Cohen designed and deployed instrumentation for photoacoustic and acoustic measurements, building on apparatus traditions from Bell Labs, RCA Laboratories, General Electric Research Laboratory, and national metrology institutes. His experimental approaches used transducers and sensors related to developments at Hitachi, Siemens, Nokia, and Philips, and he collaborated with teams at Mayo Clinic and Massachusetts General Hospital on applied sensing projects. Cohen's lab implemented techniques integrating components by Tektronix, Agilent Technologies, Keysight Technologies, and National Instruments, and his instrumentation work intersected with innovations linked to Alexander Graham Bell, Thomas Edison, and Heinrich Hertz.

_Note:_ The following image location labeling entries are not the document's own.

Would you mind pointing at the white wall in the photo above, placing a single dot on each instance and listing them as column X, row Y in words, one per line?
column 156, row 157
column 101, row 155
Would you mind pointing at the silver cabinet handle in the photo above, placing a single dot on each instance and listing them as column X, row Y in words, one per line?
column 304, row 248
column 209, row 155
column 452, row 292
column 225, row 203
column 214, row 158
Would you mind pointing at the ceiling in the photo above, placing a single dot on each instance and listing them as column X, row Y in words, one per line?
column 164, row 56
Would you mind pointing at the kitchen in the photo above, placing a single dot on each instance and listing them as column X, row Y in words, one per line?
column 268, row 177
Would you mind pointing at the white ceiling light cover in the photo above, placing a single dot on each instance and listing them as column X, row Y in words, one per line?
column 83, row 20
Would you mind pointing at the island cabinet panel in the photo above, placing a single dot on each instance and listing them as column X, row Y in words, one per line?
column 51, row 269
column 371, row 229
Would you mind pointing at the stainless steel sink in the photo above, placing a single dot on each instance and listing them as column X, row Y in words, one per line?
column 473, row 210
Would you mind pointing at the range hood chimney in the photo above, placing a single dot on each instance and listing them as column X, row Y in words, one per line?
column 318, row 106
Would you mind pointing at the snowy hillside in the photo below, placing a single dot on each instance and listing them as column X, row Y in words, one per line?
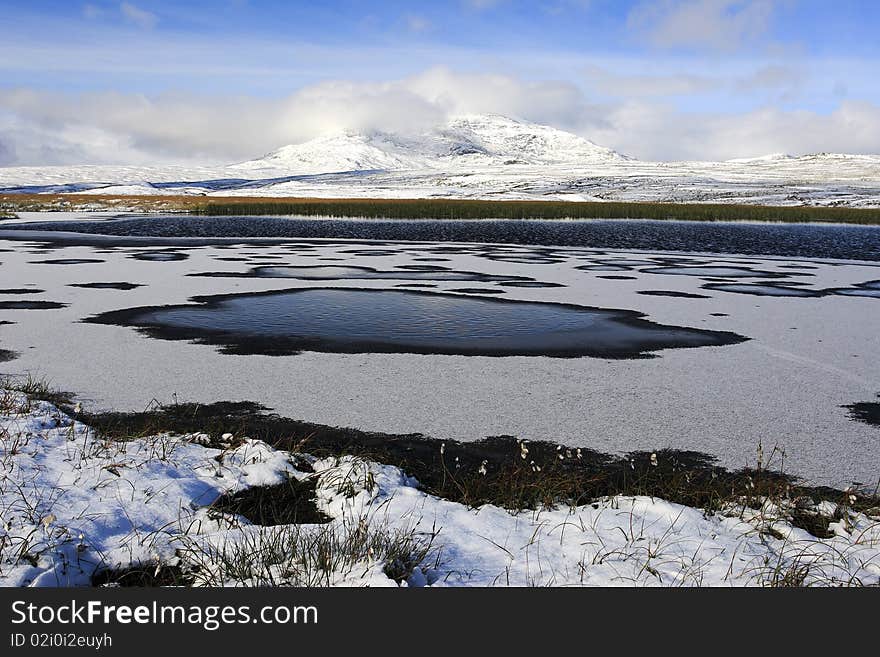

Cohen held faculty and research appointments at universities and institutes such as University of California, Los Angeles, Brown University, University of Pennsylvania, Cornell University, and Duke University, and he supervised students who later worked at MIT Lincoln Laboratory, Sandia National Laboratories, Lawrence Livermore National Laboratory, and private firms. He taught courses drawing on curricula from Royal Society, American Physical Society, Institute of Physics, and Acoustical Society of America meetings, and he delivered invited lectures at venues including International Congress of Mathematicians, American Association for the Advancement of Science, and European Geosciences Union assemblies.
Cohen received recognition from professional organizations such as the Acoustical Society of America, the American Physical Society, and the Institute of Electrical and Electronics Engineers. His honors placed him among recipients associated with prizes from Royal Society, National Academy of Sciences, Royal Academy of Engineering, British Academy, and awards historically given by Royal Institution and Linnean Society-affiliated programs. He was listed as a fellow in societies connected to Royal Society of Canada and member rolls similar to American Academy of Arts and Sciences and National Academy of Engineering.
Cohen authored papers and monographs cited by researchers at Springer, Elsevier, Oxford University Press, Cambridge University Press, and articles appearing in journals such as Physical Review Letters, Journal of the Acoustical Society of America, Nature, Science, and Proceedings of the National Academy of Sciences. Representative titles and collaborative works linked his name with contemporary authors from Harvard Medical School, Weizmann Institute of Science, ETH Zurich, Max Planck Society, and École Normale Supérieure.